Ce type de diagnostic s'effectue avec des méthodes standardisées pour évaluer les symptômes. C'est une approche systématique et objective de l'évaluation des troubles mentaux.
À l'issue de ce processus, les cliniciens excluent le trouble bipolaire, mais suspectent un trouble du déficit d'attention avec hyperactivité (TDAH). Christina est très étonnée. "Je ne me sentais absolument pas concernée. J'avais cette image du garçon qui se roule par terre dans les magasins et qui ne tient pas en place à l'école. Donc beaucoup d'a priori". Pourtant, ce diagnostic sera confirmé quelques semaines plus tard.
J'ai découvert que c'est chouette d'être calme, de pouvoir s'asseoir tranquillement sans avoir des ruminations incessantes
Christina ne mâche pas ses mots: "Depuis ce diagnostic et depuis la mise en place des traitements, c'est un changement radical qui se voit à l'extérieur, plusieurs personnes me l'ont dit. Je suis beaucoup plus présente. Au départ, ça m'a fait une sensation de vertige parce que j'étais calme; ça m'a presque créé de l'angoisse! Et j'ai découvert que c'est chouette d'être calme, de pouvoir s'asseoir tranquillement sans avoir des ruminations incessantes."
L'importance du deuxième diagnostic
Stephan Eliez précise que pour les diagnostics psychiatriques complexes, "il est difficile d'avoir une certitude à 100%".

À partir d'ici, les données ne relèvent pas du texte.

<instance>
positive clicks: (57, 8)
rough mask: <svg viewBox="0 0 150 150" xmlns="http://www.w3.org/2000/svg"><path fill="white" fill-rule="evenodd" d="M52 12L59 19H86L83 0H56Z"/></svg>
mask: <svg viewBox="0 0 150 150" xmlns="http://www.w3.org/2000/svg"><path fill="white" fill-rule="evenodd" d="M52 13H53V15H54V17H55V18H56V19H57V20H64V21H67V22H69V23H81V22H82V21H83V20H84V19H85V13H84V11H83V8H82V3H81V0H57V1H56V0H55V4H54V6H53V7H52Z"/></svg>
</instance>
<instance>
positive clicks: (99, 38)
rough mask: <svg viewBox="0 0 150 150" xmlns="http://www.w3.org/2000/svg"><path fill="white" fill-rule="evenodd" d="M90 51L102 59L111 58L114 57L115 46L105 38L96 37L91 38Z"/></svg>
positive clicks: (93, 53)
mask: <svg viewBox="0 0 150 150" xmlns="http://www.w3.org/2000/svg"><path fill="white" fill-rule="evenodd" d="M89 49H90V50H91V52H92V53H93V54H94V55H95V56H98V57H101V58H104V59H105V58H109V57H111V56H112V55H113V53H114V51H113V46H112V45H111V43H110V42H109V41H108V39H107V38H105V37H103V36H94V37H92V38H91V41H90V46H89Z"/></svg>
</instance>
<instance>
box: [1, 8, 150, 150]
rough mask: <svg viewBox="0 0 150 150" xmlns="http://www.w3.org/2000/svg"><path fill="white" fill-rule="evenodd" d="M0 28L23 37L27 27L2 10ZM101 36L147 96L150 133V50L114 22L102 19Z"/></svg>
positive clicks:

"Avoir deux cliniciens qui font l'observation ensemble ou dans des temps séparés permet d'augmenter la certitude du diagnostic. Des études l'ont montré. On peut se dire que c'est un grand déploiement d'énergie pour poser un diagnostic. Mais en même temps, ce sont des diagnostics qui engagent énormément d'énergie de la part du patient, souvent aussi des coûts importants et donc cette étape, il faut vraiment pouvoir prendre le temps de la faire", poursuit le pédopsychiatre.